The more vivid and personal we make Catholic history, the more likely a child is to think that these stories could happen to her – she could be an Esther, defending her faith against the cruelest persecution; a Jonathan, giving up her social status and privilege in the name of loving friendship and obedience to God; a Therese, whose lifelong devotion to Christ was nurtured by her devout family. The saints provide a huge range of models for Christian life, including many which show how dramatic the life of a cradle Catholic can be.
A broader point is that conversion-in-general is often a response to a two-part movement of the soul. First, you realize that you are painfully inadequate, that your knowledge is incomplete and your beliefs are flimsy. Second, you find something better than what you have – better than what you are, at this point in your life – and fall in love.
This is a movement that can take place entirely within the Church. It's the experience of St. Francis. It's what we experience constantly, as we are abruptly made aware of our own sins and our own longing for God. I know it can be depressing to feel stuck in an endless cycle of confessing the same sins to the same priest, lather-rinse-repent, but if we are attempting to truly and fully acknowledge and turn away from our sin, each confession is a miniature conversion. (This is why I love the priest who often asks me to read a psalm as my penance – the psalms capture every mood of David's conflicted, needy, bone-deep love of God.)

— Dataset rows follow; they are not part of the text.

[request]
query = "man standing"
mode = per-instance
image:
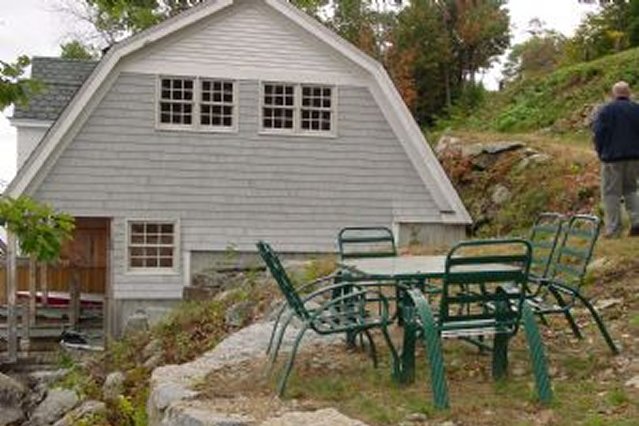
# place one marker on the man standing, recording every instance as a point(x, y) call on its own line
point(617, 142)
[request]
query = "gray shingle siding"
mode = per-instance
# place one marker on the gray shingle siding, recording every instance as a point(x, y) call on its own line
point(60, 79)
point(233, 188)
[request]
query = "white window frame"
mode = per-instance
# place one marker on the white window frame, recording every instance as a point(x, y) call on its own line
point(297, 111)
point(174, 269)
point(196, 125)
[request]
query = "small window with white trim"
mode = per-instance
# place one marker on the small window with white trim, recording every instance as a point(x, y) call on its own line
point(304, 109)
point(317, 104)
point(151, 245)
point(176, 101)
point(216, 103)
point(279, 106)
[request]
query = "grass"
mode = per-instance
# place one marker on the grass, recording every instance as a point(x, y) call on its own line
point(587, 380)
point(560, 101)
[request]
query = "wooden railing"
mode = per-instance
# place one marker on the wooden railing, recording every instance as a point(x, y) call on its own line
point(90, 279)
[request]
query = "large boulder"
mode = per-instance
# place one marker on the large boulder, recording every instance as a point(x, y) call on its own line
point(113, 386)
point(325, 417)
point(57, 403)
point(88, 409)
point(12, 393)
point(137, 323)
point(238, 314)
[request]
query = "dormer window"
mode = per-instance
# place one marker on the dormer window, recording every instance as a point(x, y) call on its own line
point(194, 103)
point(176, 101)
point(298, 109)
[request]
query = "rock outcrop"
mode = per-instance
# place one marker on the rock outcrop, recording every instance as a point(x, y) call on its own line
point(173, 388)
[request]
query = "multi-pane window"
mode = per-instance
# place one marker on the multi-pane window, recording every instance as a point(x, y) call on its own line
point(176, 101)
point(317, 104)
point(197, 104)
point(216, 103)
point(298, 108)
point(151, 245)
point(279, 106)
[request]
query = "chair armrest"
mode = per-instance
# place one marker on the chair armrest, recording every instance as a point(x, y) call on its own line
point(359, 296)
point(311, 284)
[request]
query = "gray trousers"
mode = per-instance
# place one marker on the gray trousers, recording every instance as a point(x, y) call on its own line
point(619, 180)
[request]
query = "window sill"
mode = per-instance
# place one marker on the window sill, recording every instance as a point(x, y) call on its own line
point(189, 129)
point(151, 272)
point(327, 135)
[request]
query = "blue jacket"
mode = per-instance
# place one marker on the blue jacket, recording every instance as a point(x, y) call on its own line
point(617, 131)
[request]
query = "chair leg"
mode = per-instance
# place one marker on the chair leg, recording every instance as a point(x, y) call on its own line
point(432, 341)
point(537, 356)
point(394, 355)
point(291, 359)
point(600, 324)
point(278, 341)
point(275, 327)
point(500, 356)
point(566, 311)
point(372, 346)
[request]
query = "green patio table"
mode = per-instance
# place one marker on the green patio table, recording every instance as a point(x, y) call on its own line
point(405, 272)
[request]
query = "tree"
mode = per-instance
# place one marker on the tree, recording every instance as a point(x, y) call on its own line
point(76, 50)
point(542, 53)
point(437, 47)
point(14, 88)
point(40, 230)
point(419, 57)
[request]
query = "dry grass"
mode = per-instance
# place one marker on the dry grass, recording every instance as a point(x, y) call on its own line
point(589, 382)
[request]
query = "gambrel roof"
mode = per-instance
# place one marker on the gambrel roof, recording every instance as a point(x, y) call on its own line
point(383, 89)
point(61, 79)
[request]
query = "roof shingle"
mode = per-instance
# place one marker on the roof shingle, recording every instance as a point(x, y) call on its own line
point(61, 78)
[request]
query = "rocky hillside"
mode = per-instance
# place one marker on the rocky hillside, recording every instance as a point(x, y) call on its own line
point(505, 181)
point(562, 101)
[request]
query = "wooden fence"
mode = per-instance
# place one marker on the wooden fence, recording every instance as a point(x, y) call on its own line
point(91, 279)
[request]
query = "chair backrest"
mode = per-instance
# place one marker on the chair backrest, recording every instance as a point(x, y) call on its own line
point(543, 237)
point(574, 250)
point(285, 284)
point(366, 241)
point(474, 295)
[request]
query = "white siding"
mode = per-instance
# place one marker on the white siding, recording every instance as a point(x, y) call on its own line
point(233, 188)
point(248, 40)
point(28, 138)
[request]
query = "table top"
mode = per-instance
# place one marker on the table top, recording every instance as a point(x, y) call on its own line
point(413, 267)
point(427, 267)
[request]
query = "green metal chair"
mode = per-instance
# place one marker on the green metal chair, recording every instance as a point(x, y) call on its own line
point(474, 305)
point(347, 313)
point(544, 235)
point(560, 289)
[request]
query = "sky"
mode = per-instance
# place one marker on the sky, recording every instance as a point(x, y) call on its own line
point(38, 27)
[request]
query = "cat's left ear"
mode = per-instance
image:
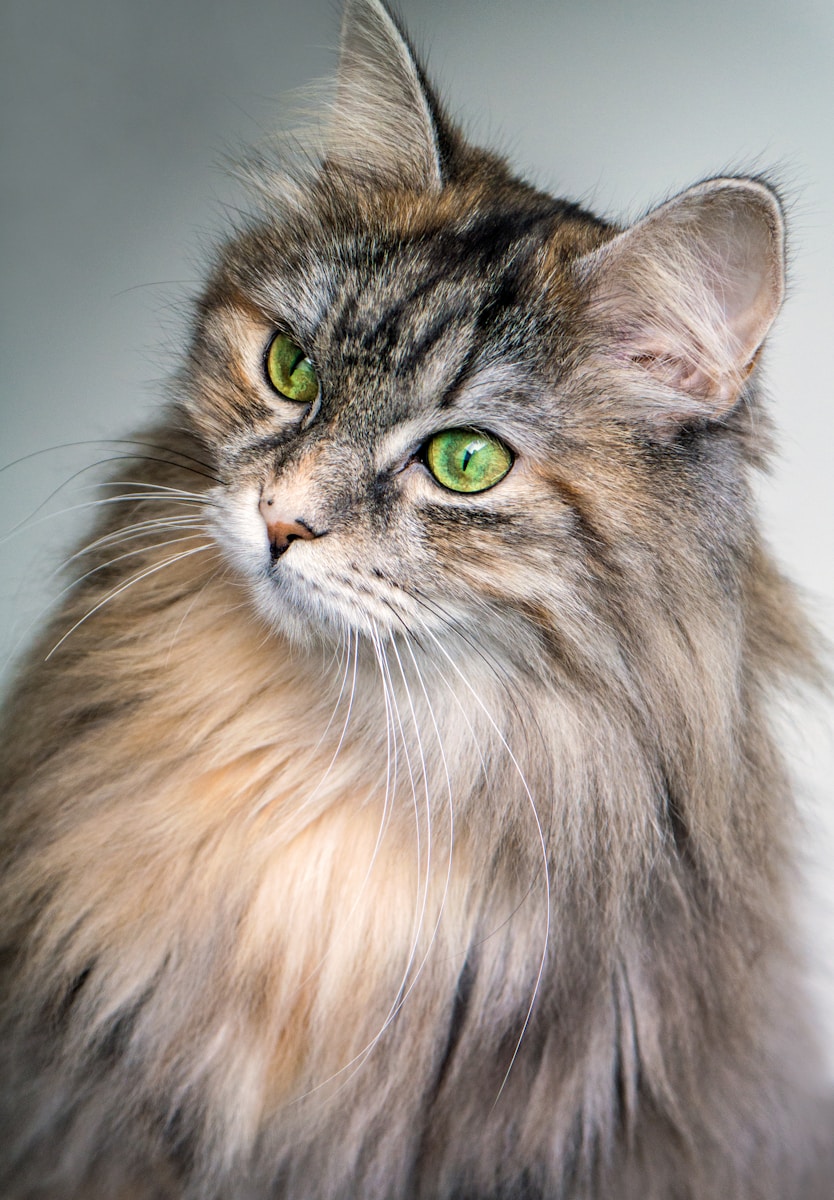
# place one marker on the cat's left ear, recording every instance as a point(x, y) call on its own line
point(688, 294)
point(385, 123)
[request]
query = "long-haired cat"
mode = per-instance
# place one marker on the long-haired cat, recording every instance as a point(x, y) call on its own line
point(391, 809)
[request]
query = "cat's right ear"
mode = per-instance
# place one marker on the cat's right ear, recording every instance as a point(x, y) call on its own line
point(684, 298)
point(385, 123)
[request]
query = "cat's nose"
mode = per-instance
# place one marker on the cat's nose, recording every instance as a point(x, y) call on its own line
point(280, 532)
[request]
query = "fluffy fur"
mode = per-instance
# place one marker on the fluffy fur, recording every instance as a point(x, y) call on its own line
point(447, 855)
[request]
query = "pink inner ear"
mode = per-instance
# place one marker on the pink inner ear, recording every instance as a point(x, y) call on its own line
point(689, 293)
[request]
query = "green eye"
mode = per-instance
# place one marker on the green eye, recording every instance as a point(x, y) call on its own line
point(467, 461)
point(289, 370)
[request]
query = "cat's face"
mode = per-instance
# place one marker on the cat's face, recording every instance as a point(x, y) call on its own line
point(423, 463)
point(497, 391)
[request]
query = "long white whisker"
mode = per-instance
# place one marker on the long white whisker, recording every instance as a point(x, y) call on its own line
point(124, 587)
point(541, 843)
point(145, 497)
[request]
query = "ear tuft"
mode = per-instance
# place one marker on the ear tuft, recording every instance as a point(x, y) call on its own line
point(689, 293)
point(384, 124)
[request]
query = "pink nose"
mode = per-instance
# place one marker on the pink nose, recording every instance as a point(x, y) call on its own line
point(282, 533)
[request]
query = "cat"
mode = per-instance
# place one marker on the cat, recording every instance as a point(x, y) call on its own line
point(391, 809)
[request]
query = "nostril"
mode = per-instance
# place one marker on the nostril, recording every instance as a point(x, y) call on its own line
point(282, 533)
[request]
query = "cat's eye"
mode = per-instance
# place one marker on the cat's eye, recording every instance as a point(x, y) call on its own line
point(467, 461)
point(289, 370)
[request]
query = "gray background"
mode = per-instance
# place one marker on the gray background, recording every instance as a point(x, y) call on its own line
point(115, 118)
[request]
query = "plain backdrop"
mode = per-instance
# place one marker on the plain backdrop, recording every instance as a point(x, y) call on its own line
point(117, 117)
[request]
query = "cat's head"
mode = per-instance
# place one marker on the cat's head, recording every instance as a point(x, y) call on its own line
point(439, 396)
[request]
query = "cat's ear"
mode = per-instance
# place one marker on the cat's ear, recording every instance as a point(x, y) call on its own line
point(689, 293)
point(385, 121)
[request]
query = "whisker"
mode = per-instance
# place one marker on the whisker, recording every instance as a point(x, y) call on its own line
point(97, 503)
point(120, 442)
point(541, 843)
point(124, 587)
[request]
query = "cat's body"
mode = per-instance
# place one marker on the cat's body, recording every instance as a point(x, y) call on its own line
point(399, 840)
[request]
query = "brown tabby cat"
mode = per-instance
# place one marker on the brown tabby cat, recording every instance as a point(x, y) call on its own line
point(391, 809)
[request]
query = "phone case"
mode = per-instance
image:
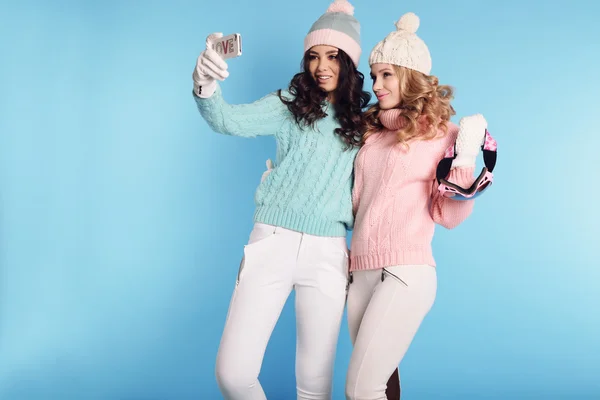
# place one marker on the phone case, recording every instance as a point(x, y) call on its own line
point(229, 46)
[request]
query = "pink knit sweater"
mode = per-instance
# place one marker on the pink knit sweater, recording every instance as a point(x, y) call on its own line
point(396, 201)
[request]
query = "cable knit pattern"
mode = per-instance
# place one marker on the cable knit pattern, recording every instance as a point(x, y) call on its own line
point(396, 201)
point(309, 190)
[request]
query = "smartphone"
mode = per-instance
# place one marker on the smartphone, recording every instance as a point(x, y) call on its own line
point(229, 46)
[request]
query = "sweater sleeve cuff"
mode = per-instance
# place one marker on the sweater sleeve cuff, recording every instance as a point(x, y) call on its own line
point(462, 176)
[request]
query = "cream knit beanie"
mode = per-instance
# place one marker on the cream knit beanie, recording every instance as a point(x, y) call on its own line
point(403, 47)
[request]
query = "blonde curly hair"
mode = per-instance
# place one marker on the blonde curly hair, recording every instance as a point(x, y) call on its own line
point(425, 107)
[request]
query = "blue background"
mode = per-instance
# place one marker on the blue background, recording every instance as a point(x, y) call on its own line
point(123, 217)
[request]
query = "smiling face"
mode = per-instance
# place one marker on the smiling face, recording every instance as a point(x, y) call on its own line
point(324, 66)
point(386, 85)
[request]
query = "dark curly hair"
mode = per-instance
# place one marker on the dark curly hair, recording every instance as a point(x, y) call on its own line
point(350, 99)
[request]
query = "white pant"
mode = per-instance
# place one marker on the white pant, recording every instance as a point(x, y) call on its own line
point(383, 318)
point(277, 260)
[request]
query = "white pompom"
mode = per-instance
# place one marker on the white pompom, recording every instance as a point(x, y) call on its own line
point(342, 6)
point(408, 22)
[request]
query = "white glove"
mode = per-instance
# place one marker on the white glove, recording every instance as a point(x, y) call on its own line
point(469, 141)
point(210, 67)
point(268, 171)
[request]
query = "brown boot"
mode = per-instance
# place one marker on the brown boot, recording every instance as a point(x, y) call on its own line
point(393, 388)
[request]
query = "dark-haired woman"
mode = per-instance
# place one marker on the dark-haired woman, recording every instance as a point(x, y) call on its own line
point(303, 207)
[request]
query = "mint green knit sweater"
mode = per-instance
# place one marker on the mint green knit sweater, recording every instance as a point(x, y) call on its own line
point(309, 189)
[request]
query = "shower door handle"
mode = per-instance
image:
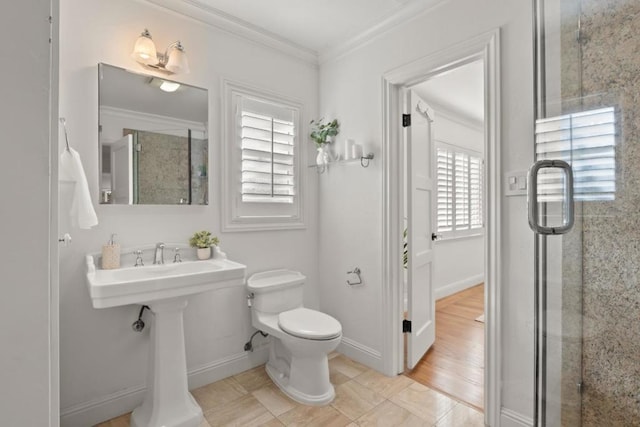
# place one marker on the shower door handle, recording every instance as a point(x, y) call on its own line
point(532, 199)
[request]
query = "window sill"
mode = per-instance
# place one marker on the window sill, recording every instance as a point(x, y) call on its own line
point(471, 235)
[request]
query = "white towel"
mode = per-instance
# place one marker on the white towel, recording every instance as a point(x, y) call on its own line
point(82, 213)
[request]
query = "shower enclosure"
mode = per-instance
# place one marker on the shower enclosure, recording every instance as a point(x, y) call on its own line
point(584, 197)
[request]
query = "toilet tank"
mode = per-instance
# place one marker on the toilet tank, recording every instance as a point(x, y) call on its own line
point(276, 291)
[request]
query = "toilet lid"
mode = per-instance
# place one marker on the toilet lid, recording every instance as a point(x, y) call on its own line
point(309, 324)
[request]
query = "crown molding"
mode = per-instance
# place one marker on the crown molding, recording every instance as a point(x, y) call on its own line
point(210, 15)
point(407, 13)
point(238, 27)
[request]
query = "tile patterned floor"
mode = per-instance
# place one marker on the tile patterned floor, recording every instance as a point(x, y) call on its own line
point(364, 397)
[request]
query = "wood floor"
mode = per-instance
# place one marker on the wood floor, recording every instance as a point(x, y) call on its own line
point(455, 363)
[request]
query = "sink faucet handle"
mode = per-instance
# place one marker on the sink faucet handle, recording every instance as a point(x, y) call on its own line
point(158, 258)
point(139, 261)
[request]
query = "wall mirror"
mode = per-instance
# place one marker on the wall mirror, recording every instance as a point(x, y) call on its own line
point(153, 140)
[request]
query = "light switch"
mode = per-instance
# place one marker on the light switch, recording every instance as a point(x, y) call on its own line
point(516, 183)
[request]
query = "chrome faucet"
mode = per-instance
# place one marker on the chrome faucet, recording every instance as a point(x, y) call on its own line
point(158, 258)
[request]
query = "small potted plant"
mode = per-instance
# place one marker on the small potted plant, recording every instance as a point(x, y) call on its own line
point(202, 241)
point(322, 134)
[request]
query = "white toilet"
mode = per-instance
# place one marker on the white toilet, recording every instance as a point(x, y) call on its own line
point(301, 338)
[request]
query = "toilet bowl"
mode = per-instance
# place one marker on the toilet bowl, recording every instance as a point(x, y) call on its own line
point(301, 338)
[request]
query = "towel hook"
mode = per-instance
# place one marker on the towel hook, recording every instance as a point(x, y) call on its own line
point(66, 136)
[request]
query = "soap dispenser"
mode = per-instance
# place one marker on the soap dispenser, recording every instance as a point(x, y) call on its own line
point(111, 254)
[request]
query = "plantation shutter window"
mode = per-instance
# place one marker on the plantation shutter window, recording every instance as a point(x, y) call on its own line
point(262, 149)
point(267, 144)
point(586, 140)
point(459, 202)
point(444, 214)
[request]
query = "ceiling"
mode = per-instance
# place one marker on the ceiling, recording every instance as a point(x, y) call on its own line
point(460, 91)
point(314, 25)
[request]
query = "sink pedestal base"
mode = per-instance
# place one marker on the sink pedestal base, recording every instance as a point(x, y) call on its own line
point(167, 402)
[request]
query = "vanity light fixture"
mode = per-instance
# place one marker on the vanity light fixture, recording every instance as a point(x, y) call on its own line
point(173, 61)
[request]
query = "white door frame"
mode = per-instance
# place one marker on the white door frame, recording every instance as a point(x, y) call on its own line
point(484, 47)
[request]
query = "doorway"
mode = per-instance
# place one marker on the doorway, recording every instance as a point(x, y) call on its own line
point(485, 48)
point(450, 106)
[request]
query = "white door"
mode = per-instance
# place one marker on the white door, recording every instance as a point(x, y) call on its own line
point(420, 199)
point(122, 171)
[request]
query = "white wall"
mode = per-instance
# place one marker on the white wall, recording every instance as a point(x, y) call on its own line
point(458, 263)
point(351, 197)
point(28, 359)
point(102, 360)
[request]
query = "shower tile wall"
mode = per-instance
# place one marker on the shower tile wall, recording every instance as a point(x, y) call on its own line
point(163, 169)
point(610, 75)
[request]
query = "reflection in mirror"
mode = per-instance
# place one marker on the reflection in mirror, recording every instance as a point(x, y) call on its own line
point(153, 140)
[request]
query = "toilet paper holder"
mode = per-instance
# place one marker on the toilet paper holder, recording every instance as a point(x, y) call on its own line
point(355, 271)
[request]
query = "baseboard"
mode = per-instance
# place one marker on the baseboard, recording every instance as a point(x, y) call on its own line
point(509, 418)
point(461, 285)
point(104, 408)
point(361, 353)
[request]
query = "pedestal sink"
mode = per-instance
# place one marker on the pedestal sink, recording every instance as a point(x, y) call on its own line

If we recognize the way in which conversion-in-general captures truths about the human heart, we can look for that pattern in our children's lives and encourage it to play out within the Church. Our kids need to know that when they experience that painful sense of personal inadequacy, the answer is not getting "born again" in an evangelical church. It's getting born again in the confessional. When they have anguished or simply challenging questions, encourage them to seek out the saints whose questions were similar. Parents, teachers, and pretty much everyone who spends time with Catholic children can encourage them to figure out who they are as Catholics: Which saints are they most drawn to? Which devotions are most personal for them? What do they find hardest about the Faith, and which specific practices and models can help them? Kids can have charisms and specific spiritualities as much as any third-order Dominican or Mercy sister. Showing kids that there are many ways of being Catholic can help them view their ongoing project of growing up, learning to understand the world and themselves, as a specifically Catholic project of discerning vocation.
And that way they can live out the cradle Catholic's slogan: "The Catholic Church: See it again for the first time!"
Eve Tushnet is a freelance writer in Washington, D.C.